The correctness of the first three algorithms follows similar reasoning using the CFF properties as argued in Theorem 4.2, taking into account the different approach used here where $t$ CDSS signatures and $t$ CDSS verifications are required. The redaction offers total privacy in the sense of information theory, as no information related to the redacted blocks is kept in the signature, which are erased in steps 3 and 4 of MTSS-redact. The redacted blocks and redacted parts of the signature will only affect the verification of the parts of the signatures involving redacted blocks; all other block indices will be indicated as unmodified in the output of line 3 of MTSS-verify, as long as no more than $d$ blocks have been redacted.

In the next theorem, we establish the unforgeability of this scheme.

Theorem 6.1

Let X be a redactable $d$ -MTSS given in Scheme 3 based on an existentially unforgeable CDSS $\Sigma$ , on a collision-resistant hash function $h$ , and on a random Oracle. Then, X is existentially unforgeable.

Sketch of the proof. Similar reasoning as in Theorem 5.1 can be used to argue that the unforgeability of $\Sigma$ and the collision resistance of the hash function are sufficient to protect against forgery at the level of individual parts of the tuple signature. However, we need to rule out more complex forgery attempts that could try to combine individual signatures in the signature tuple in different ways as well as different blocks from different messages. The use of a common random string in the creation of each $T[i]$ in lines 2 and 3 of algorithm MLSS-Sign prevents an adversary from trying to combine message blocks and signature parts of $(m_{1},\sigma_{1}),\ldots,(m_{q},\sigma_{q})$ coming from different calls to the random Oracle to create a new valid signature since, by definition, two different calls to the oracle will, with high probability, not produce the same random string. Furthermore, the concatenation of the encoding of the test index and the number of tuple elements, $id(i,t+1)$ , within each tuple position $T[i]$ in line 2 and 3, makes it highly unlikely that blocks are added, removed or reordered, since this would amount to finding a collision in the hash function. ∎

7 Implementation Issues

When implementing Schemes 1-3, there are a few details that need to be considered regarding efficiency, security, and even flexibility on the inputs or outputs of the algorithms. For example, we consider a message divided into blocks that we represented as a sequence, but blocks may be represented using different data structures depending on the application and the type of data. Pohls [18] discusses sequence, set and tree data structures for blocks, which could be employed.

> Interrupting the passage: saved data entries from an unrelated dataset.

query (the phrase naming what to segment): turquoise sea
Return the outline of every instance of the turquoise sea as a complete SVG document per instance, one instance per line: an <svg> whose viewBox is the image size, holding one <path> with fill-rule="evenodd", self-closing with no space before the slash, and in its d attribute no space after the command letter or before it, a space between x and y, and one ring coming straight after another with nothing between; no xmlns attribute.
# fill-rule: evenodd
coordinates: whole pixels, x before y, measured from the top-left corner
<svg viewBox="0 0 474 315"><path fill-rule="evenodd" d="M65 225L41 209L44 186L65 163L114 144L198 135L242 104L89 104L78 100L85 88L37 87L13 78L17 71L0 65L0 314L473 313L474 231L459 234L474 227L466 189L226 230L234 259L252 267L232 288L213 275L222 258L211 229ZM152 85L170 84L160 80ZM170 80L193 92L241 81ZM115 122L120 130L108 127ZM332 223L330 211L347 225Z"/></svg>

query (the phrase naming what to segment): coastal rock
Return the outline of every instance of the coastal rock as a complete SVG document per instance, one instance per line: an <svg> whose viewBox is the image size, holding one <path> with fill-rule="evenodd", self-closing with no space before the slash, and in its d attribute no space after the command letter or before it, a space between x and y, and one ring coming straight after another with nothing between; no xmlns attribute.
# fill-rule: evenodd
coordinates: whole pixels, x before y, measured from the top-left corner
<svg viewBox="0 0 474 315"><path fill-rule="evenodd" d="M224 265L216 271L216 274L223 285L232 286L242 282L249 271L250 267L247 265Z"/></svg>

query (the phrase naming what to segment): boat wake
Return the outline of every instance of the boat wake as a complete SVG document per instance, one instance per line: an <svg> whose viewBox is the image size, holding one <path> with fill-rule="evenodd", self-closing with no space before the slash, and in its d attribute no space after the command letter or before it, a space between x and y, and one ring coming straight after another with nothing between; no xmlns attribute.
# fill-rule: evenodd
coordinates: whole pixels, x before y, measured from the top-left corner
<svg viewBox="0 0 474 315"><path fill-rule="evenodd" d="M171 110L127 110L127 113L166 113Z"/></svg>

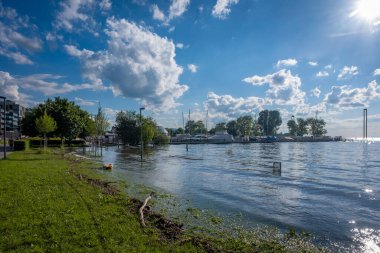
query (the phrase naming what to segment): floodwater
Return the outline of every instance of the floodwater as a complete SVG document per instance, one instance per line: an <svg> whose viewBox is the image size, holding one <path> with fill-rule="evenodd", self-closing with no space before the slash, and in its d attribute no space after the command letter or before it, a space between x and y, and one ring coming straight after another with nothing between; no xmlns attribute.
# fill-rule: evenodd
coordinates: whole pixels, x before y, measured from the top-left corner
<svg viewBox="0 0 380 253"><path fill-rule="evenodd" d="M340 252L380 252L380 143L169 145L103 152L111 176L247 224L305 230ZM281 173L273 173L281 162Z"/></svg>

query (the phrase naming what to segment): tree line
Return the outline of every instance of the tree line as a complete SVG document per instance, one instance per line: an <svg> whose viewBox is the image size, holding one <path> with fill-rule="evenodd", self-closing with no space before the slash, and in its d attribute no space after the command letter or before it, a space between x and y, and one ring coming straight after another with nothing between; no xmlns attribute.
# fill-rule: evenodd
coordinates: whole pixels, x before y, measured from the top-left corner
<svg viewBox="0 0 380 253"><path fill-rule="evenodd" d="M143 128L143 143L167 143L168 137L158 131L156 122L149 117L140 119L134 111L120 111L116 116L115 130L125 144L140 142L140 126ZM21 132L27 136L59 137L62 145L71 145L76 138L99 139L110 129L106 114L98 108L96 115L90 115L66 98L47 99L33 108L28 108L22 120Z"/></svg>

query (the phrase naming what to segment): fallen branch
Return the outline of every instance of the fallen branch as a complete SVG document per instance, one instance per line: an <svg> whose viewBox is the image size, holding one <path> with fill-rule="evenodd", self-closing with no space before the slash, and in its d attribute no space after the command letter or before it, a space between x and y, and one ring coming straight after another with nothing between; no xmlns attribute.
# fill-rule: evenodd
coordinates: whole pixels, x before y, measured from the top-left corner
<svg viewBox="0 0 380 253"><path fill-rule="evenodd" d="M146 204L148 204L148 201L153 197L153 195L154 195L154 192L151 192L150 195L144 200L144 203L142 204L142 206L139 209L140 221L141 221L141 225L143 227L146 227L145 221L144 221L144 213L143 213L143 211L144 211L144 208L145 208Z"/></svg>

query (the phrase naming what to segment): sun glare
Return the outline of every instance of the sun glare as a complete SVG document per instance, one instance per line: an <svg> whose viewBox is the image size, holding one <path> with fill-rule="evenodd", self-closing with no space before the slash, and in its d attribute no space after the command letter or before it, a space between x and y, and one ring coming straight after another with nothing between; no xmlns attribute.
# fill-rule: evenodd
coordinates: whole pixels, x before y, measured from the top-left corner
<svg viewBox="0 0 380 253"><path fill-rule="evenodd" d="M354 15L367 21L375 21L380 18L380 0L359 0Z"/></svg>

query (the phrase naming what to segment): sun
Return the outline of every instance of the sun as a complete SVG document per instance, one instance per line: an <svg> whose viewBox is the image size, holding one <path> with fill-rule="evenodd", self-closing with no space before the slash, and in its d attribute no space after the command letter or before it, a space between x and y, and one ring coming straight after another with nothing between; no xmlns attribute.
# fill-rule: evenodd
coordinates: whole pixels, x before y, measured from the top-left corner
<svg viewBox="0 0 380 253"><path fill-rule="evenodd" d="M380 18L380 0L359 0L352 16L358 16L368 22Z"/></svg>

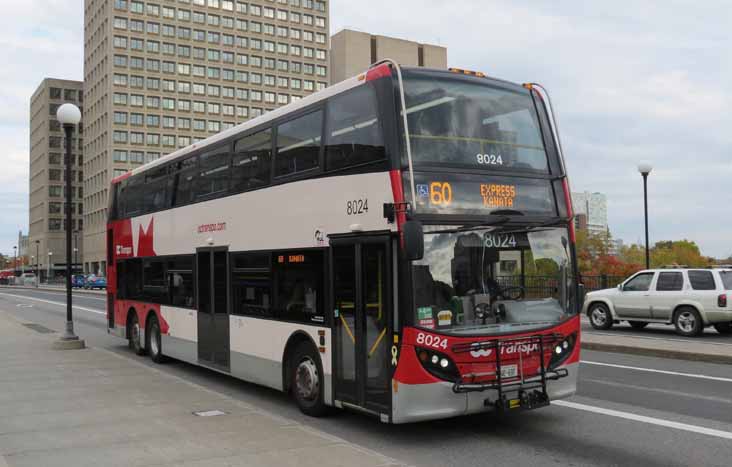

When signing a message using MTSS-Sign as described in Schemes 1-3, we could consider not hashing every block before concatenation, especially if the sizes of the blocks are small enough that a hash function will end up increasing the size of the data being concatenated. This approach needs to be carefully considered, since a simple concatenation does not insert a delimitation on where the individual blocks start or end, and therefore blocks with a shared suffix or prefix may lead to wrong identifications of valid/invalid. To be safe, we can hash each block before concatenating them as presented in our schemes, or ensure the concatenations use delimiters to separate blocks, or require blocks of fixed size.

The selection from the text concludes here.